Chile starts storage onrush

During Chile’s annual Cuenta Publica presidential speech held in Congress on June 1, Gabriel Boric announced that the government was working on a bill to tender 5.4GW of large-scale energy storage systems set to become operational in 2026.

The impetus to support the development of energy storage in the country comes as Chile suffers transmission bottleneck issues, but the country is essentially starting from scratch. According to data from the Chilean Renewable Energy  Association (Acera), there was 72MW of storage capacity in operation as of April 2023, representing a mere 0.21% of the total national energy capacity.

Most of that capacity is operated by AES Andes. The company owns two storage facilities, the 12MW/4MWh Los Andes project, the first utility-scale lithium-ion battery project to come online in the world, and the Angamos facility, a 20MW/5MWh storage project located in the Antofagasta region.

AES has an ambition storage capacity growth plan in Chile with the company planning to invest $400 million by 2023 with the aim to double Chile’s total storage capacity. Among some of the projects, AES is looking to repurpose one of its coal plants.

Project Alba, as it is dubbed, will see unit 1 and 2 of the Angamos power plant converted into molten salt storage generating up to 560MW of output.

With AES leading the charge, many have joined in on the trend and energy storage projects are sprouting across the country.

As of April, there was 223MW of storage capacity under construction and another 130MW of solar- plus-storage capacity according to Acera.

Another 116MW of storage had been approved by authorities while more than 600MW were in advanced stages of environmental review. The same figures for renewable-plus-storage assets were as high as 1,100MW and 3,583MW, respectively.

“All the solar assets that we want to acquire or the ones that we’re assessing already come with permitting for BESS,” said

Cristóbal Santa Cruz, investment principal responsible for Chilean investments at Qualitas Energy. The Spanish renewable

energy-focused investment firm which recently entered the Chilean market is planning on further deploying renewable assets, including energy storage.

The appeal of storage is also rooted in shortcomings of the transmission grid in Chile.
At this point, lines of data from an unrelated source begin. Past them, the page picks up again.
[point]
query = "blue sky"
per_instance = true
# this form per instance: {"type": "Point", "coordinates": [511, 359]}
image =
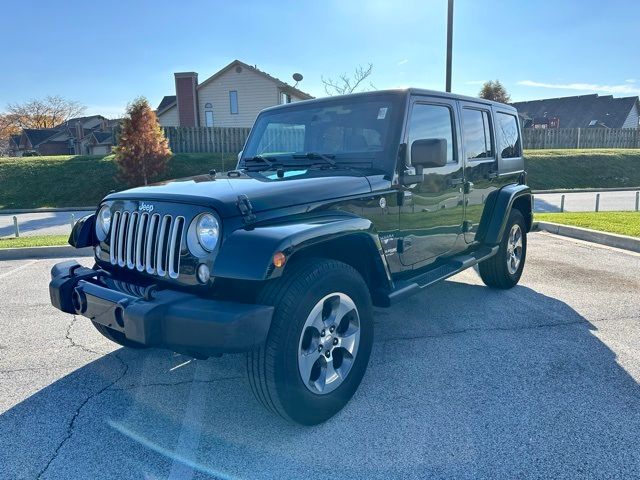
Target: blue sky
{"type": "Point", "coordinates": [103, 54]}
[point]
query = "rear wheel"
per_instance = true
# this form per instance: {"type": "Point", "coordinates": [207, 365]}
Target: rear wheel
{"type": "Point", "coordinates": [319, 343]}
{"type": "Point", "coordinates": [504, 269]}
{"type": "Point", "coordinates": [117, 337]}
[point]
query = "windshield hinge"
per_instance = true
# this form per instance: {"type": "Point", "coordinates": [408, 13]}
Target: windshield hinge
{"type": "Point", "coordinates": [246, 209]}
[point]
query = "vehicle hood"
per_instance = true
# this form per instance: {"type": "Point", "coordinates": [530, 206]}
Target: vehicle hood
{"type": "Point", "coordinates": [221, 192]}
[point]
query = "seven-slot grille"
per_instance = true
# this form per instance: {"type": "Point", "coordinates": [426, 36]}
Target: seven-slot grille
{"type": "Point", "coordinates": [147, 242]}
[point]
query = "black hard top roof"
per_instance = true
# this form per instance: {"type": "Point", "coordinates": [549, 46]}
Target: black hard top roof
{"type": "Point", "coordinates": [404, 92]}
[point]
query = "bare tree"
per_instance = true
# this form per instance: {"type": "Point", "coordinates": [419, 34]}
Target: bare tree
{"type": "Point", "coordinates": [44, 113]}
{"type": "Point", "coordinates": [7, 128]}
{"type": "Point", "coordinates": [346, 84]}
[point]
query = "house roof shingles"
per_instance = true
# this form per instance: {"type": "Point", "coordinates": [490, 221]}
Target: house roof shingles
{"type": "Point", "coordinates": [170, 100]}
{"type": "Point", "coordinates": [580, 111]}
{"type": "Point", "coordinates": [103, 137]}
{"type": "Point", "coordinates": [38, 135]}
{"type": "Point", "coordinates": [166, 102]}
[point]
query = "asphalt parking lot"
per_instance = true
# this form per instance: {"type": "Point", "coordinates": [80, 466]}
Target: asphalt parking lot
{"type": "Point", "coordinates": [541, 381]}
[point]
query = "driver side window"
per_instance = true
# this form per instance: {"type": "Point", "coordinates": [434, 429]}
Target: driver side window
{"type": "Point", "coordinates": [430, 121]}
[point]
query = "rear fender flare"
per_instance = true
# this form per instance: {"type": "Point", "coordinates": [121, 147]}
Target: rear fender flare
{"type": "Point", "coordinates": [498, 208]}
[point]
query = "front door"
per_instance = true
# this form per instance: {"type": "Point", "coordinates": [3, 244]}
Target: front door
{"type": "Point", "coordinates": [432, 210]}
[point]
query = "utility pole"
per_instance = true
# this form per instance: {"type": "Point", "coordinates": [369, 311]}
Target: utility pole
{"type": "Point", "coordinates": [449, 43]}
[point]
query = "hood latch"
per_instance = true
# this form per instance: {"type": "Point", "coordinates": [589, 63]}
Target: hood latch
{"type": "Point", "coordinates": [246, 209]}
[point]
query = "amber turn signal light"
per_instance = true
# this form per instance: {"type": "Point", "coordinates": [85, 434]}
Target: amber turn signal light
{"type": "Point", "coordinates": [278, 259]}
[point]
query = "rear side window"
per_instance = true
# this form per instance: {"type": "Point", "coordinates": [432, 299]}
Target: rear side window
{"type": "Point", "coordinates": [477, 134]}
{"type": "Point", "coordinates": [432, 121]}
{"type": "Point", "coordinates": [508, 136]}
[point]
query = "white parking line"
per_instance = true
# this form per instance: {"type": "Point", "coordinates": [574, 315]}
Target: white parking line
{"type": "Point", "coordinates": [17, 269]}
{"type": "Point", "coordinates": [189, 439]}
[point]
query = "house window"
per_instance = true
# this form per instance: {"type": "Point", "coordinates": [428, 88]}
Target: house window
{"type": "Point", "coordinates": [233, 101]}
{"type": "Point", "coordinates": [285, 98]}
{"type": "Point", "coordinates": [208, 118]}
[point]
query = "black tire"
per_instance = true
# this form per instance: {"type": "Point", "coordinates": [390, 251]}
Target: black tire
{"type": "Point", "coordinates": [495, 270]}
{"type": "Point", "coordinates": [117, 337]}
{"type": "Point", "coordinates": [273, 370]}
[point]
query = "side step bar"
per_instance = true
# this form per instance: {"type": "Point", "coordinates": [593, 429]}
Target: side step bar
{"type": "Point", "coordinates": [405, 288]}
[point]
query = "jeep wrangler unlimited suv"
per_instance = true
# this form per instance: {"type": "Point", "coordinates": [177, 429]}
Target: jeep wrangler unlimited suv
{"type": "Point", "coordinates": [337, 204]}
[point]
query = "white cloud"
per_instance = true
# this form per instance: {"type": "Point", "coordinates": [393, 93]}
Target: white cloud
{"type": "Point", "coordinates": [624, 89]}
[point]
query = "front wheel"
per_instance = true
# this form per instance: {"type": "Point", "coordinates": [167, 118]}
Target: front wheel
{"type": "Point", "coordinates": [319, 343]}
{"type": "Point", "coordinates": [504, 269]}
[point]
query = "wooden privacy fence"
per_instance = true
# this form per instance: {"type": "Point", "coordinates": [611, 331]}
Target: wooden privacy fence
{"type": "Point", "coordinates": [231, 139]}
{"type": "Point", "coordinates": [206, 139]}
{"type": "Point", "coordinates": [581, 138]}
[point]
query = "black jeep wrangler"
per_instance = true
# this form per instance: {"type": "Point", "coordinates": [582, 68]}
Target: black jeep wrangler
{"type": "Point", "coordinates": [336, 205]}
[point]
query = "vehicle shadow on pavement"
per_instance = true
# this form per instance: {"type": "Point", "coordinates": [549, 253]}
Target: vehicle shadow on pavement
{"type": "Point", "coordinates": [505, 384]}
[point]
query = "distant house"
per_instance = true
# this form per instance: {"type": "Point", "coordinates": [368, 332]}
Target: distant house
{"type": "Point", "coordinates": [91, 135]}
{"type": "Point", "coordinates": [232, 97]}
{"type": "Point", "coordinates": [583, 111]}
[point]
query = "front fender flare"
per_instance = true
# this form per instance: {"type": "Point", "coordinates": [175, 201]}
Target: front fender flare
{"type": "Point", "coordinates": [247, 254]}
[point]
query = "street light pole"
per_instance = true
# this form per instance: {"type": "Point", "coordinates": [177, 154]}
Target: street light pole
{"type": "Point", "coordinates": [449, 43]}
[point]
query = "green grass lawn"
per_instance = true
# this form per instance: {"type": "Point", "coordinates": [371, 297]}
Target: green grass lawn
{"type": "Point", "coordinates": [34, 241]}
{"type": "Point", "coordinates": [82, 181]}
{"type": "Point", "coordinates": [624, 223]}
{"type": "Point", "coordinates": [589, 168]}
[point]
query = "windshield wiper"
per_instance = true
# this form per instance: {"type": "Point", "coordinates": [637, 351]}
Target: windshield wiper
{"type": "Point", "coordinates": [317, 156]}
{"type": "Point", "coordinates": [269, 161]}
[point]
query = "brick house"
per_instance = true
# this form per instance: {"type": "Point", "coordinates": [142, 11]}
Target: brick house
{"type": "Point", "coordinates": [92, 135]}
{"type": "Point", "coordinates": [232, 97]}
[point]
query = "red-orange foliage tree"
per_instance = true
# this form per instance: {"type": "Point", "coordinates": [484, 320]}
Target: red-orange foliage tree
{"type": "Point", "coordinates": [142, 152]}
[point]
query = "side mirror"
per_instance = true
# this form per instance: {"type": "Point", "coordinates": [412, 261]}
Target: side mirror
{"type": "Point", "coordinates": [428, 153]}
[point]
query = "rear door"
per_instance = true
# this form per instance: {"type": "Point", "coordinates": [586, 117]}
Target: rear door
{"type": "Point", "coordinates": [432, 211]}
{"type": "Point", "coordinates": [481, 167]}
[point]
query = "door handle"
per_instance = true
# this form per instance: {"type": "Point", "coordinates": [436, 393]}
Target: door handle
{"type": "Point", "coordinates": [404, 244]}
{"type": "Point", "coordinates": [468, 187]}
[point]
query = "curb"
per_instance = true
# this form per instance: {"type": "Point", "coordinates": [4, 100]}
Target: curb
{"type": "Point", "coordinates": [587, 190]}
{"type": "Point", "coordinates": [595, 236]}
{"type": "Point", "coordinates": [9, 211]}
{"type": "Point", "coordinates": [44, 252]}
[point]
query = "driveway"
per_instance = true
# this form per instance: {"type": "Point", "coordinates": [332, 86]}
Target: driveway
{"type": "Point", "coordinates": [464, 382]}
{"type": "Point", "coordinates": [39, 223]}
{"type": "Point", "coordinates": [585, 201]}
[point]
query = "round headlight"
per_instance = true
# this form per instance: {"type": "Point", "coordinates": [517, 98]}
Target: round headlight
{"type": "Point", "coordinates": [208, 231]}
{"type": "Point", "coordinates": [103, 222]}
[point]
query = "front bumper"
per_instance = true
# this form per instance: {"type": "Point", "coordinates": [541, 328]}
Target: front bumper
{"type": "Point", "coordinates": [169, 319]}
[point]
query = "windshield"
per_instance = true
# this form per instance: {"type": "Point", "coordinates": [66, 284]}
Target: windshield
{"type": "Point", "coordinates": [355, 131]}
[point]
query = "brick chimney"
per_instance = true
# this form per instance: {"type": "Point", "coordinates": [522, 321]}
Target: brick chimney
{"type": "Point", "coordinates": [187, 98]}
{"type": "Point", "coordinates": [79, 131]}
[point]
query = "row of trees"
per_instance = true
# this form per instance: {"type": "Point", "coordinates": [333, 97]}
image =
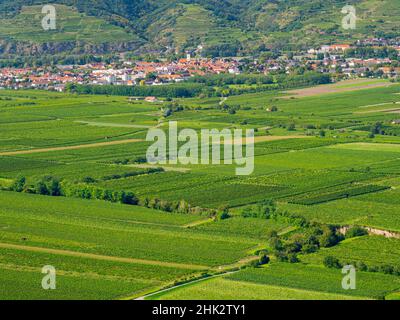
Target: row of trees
{"type": "Point", "coordinates": [315, 237]}
{"type": "Point", "coordinates": [183, 207]}
{"type": "Point", "coordinates": [51, 186]}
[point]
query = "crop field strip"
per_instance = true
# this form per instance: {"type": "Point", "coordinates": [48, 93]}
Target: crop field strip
{"type": "Point", "coordinates": [344, 178]}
In recent years, the country has been riddled with transmission bottleneck problems and attention has turned to storage as a potential way to alleviate energy losses and decoupling issues.

“There are some projects in distress. So, lenders are a little bit more reluctant to finance, but they are looking at ways that will make other projects more economically sustainable and that’s where batteries come in,” said Daniel Parodi, director of the banking & finance department at Philippi Prietocarrizosa Ferrero DU & Uría (PPU).
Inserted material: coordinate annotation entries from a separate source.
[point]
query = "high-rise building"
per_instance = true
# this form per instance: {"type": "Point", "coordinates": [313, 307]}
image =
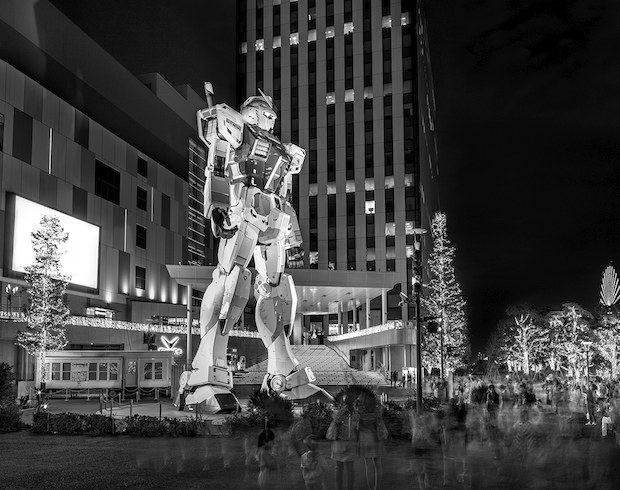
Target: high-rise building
{"type": "Point", "coordinates": [116, 157]}
{"type": "Point", "coordinates": [343, 75]}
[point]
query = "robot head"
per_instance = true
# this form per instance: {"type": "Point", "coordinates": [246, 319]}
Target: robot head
{"type": "Point", "coordinates": [260, 111]}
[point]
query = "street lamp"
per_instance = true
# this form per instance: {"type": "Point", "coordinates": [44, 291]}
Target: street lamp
{"type": "Point", "coordinates": [416, 280]}
{"type": "Point", "coordinates": [587, 344]}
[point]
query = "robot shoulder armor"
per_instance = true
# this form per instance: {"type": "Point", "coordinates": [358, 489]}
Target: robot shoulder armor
{"type": "Point", "coordinates": [229, 125]}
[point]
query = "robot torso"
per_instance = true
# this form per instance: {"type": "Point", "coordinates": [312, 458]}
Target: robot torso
{"type": "Point", "coordinates": [261, 161]}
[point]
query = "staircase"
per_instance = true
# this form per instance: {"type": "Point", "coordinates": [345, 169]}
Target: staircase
{"type": "Point", "coordinates": [328, 366]}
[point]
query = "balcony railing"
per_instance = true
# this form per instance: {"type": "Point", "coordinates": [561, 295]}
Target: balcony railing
{"type": "Point", "coordinates": [390, 325]}
{"type": "Point", "coordinates": [97, 322]}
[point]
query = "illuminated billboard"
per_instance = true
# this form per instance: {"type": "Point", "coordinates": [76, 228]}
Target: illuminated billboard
{"type": "Point", "coordinates": [81, 258]}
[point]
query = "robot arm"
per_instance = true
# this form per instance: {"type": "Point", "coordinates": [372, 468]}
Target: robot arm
{"type": "Point", "coordinates": [292, 238]}
{"type": "Point", "coordinates": [220, 128]}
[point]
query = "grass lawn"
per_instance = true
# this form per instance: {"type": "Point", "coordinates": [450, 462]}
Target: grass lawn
{"type": "Point", "coordinates": [38, 461]}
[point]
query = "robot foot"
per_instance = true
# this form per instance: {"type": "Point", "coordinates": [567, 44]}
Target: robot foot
{"type": "Point", "coordinates": [209, 399]}
{"type": "Point", "coordinates": [306, 391]}
{"type": "Point", "coordinates": [298, 385]}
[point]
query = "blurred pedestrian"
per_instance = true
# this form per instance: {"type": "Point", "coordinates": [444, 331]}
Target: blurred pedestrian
{"type": "Point", "coordinates": [267, 460]}
{"type": "Point", "coordinates": [591, 404]}
{"type": "Point", "coordinates": [343, 431]}
{"type": "Point", "coordinates": [312, 466]}
{"type": "Point", "coordinates": [372, 433]}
Last month, Innergex closed the financing of a 35MW/175MWh battery energy storage system that will be connected to the company’s 50.6MW San Andres solar plant. The developer landed a $49.5 million bridge-loan for the asset, one of Chile’s first pure battery financings.
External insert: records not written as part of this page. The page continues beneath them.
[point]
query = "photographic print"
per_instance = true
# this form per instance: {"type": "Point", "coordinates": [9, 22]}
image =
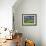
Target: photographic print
{"type": "Point", "coordinates": [29, 19]}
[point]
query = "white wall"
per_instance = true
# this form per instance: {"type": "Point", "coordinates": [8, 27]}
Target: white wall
{"type": "Point", "coordinates": [28, 7]}
{"type": "Point", "coordinates": [6, 13]}
{"type": "Point", "coordinates": [43, 22]}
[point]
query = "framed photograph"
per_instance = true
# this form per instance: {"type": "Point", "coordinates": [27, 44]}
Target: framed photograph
{"type": "Point", "coordinates": [29, 19]}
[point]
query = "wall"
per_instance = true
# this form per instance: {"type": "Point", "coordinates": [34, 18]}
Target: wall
{"type": "Point", "coordinates": [28, 7]}
{"type": "Point", "coordinates": [43, 22]}
{"type": "Point", "coordinates": [6, 13]}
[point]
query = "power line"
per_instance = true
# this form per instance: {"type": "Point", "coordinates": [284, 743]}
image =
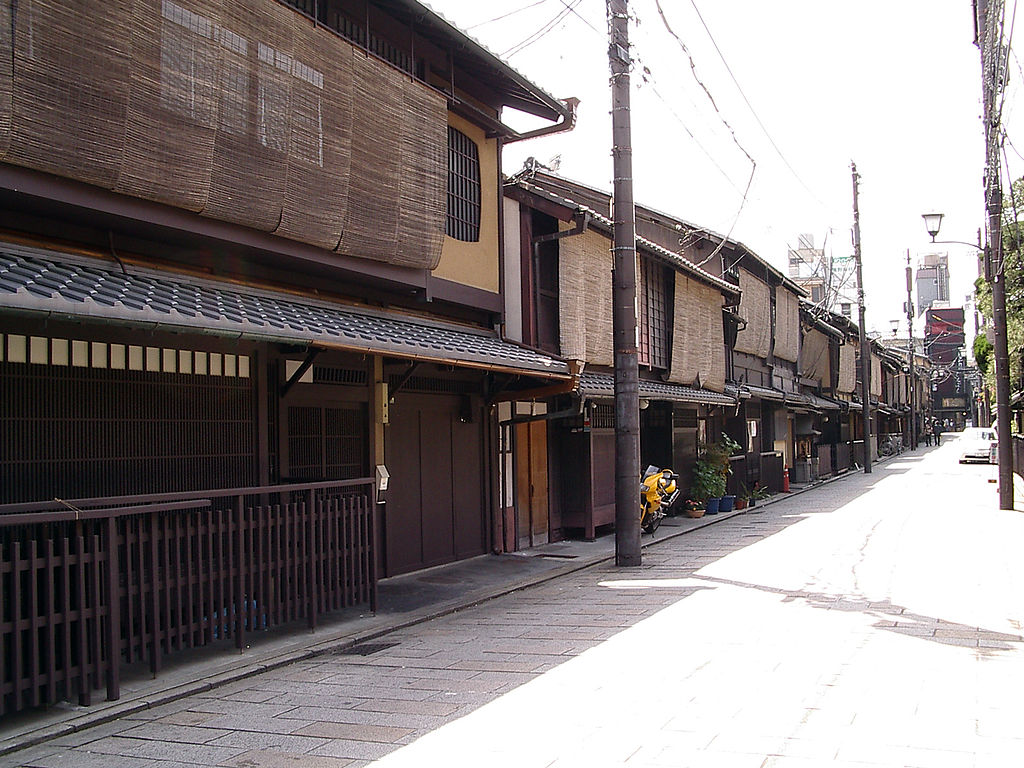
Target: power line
{"type": "Point", "coordinates": [754, 164]}
{"type": "Point", "coordinates": [506, 15]}
{"type": "Point", "coordinates": [544, 31]}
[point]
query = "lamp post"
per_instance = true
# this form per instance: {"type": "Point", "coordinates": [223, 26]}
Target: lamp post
{"type": "Point", "coordinates": [995, 276]}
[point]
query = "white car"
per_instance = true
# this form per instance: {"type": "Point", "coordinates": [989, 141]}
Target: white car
{"type": "Point", "coordinates": [977, 444]}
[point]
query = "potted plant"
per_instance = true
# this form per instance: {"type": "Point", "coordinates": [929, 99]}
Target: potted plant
{"type": "Point", "coordinates": [742, 497]}
{"type": "Point", "coordinates": [709, 484]}
{"type": "Point", "coordinates": [711, 474]}
{"type": "Point", "coordinates": [758, 494]}
{"type": "Point", "coordinates": [693, 508]}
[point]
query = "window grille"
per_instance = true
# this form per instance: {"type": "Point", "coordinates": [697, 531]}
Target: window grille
{"type": "Point", "coordinates": [464, 187]}
{"type": "Point", "coordinates": [654, 316]}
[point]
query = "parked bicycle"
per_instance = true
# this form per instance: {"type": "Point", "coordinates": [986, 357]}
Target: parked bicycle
{"type": "Point", "coordinates": [891, 445]}
{"type": "Point", "coordinates": [658, 489]}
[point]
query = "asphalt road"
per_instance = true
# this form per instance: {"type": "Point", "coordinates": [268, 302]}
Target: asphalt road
{"type": "Point", "coordinates": [873, 622]}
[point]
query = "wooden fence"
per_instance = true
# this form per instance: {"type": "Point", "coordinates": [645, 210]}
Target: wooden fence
{"type": "Point", "coordinates": [89, 585]}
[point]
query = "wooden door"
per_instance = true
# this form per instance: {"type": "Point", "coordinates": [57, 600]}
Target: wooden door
{"type": "Point", "coordinates": [531, 483]}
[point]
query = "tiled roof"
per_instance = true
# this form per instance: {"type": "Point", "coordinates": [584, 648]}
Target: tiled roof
{"type": "Point", "coordinates": [685, 264]}
{"type": "Point", "coordinates": [603, 385]}
{"type": "Point", "coordinates": [69, 286]}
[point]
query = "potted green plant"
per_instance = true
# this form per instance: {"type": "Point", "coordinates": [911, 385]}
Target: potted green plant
{"type": "Point", "coordinates": [711, 474]}
{"type": "Point", "coordinates": [758, 494]}
{"type": "Point", "coordinates": [742, 497]}
{"type": "Point", "coordinates": [692, 508]}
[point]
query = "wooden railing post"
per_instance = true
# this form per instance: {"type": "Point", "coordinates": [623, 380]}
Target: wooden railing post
{"type": "Point", "coordinates": [113, 640]}
{"type": "Point", "coordinates": [311, 557]}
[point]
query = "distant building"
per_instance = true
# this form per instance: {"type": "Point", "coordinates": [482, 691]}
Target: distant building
{"type": "Point", "coordinates": [932, 281]}
{"type": "Point", "coordinates": [944, 345]}
{"type": "Point", "coordinates": [830, 281]}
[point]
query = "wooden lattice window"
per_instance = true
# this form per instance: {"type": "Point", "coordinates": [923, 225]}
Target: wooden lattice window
{"type": "Point", "coordinates": [654, 320]}
{"type": "Point", "coordinates": [90, 419]}
{"type": "Point", "coordinates": [464, 187]}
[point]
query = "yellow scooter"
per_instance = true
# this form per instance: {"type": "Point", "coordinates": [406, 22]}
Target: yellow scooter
{"type": "Point", "coordinates": [658, 489]}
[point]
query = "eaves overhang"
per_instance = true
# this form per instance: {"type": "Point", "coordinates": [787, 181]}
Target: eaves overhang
{"type": "Point", "coordinates": [602, 386]}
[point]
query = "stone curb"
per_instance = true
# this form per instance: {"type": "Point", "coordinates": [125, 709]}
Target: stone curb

“Most banks will be financing batteries in the near future because our transmission infrastructure is not going to get better for the next seven years or so and these projects have about a 20–30-year lifespan. So, we’re going to have batteries everywhere in a few years and the market’s getting ready for that,” said Parodi.

While the introduction of energy storage system into the matrix is an efficient way to relieve stress on the grid, it doesn’t provide an all-encompassing solution to all of Chile’s transmission and pricing issues that the country has yet to solve.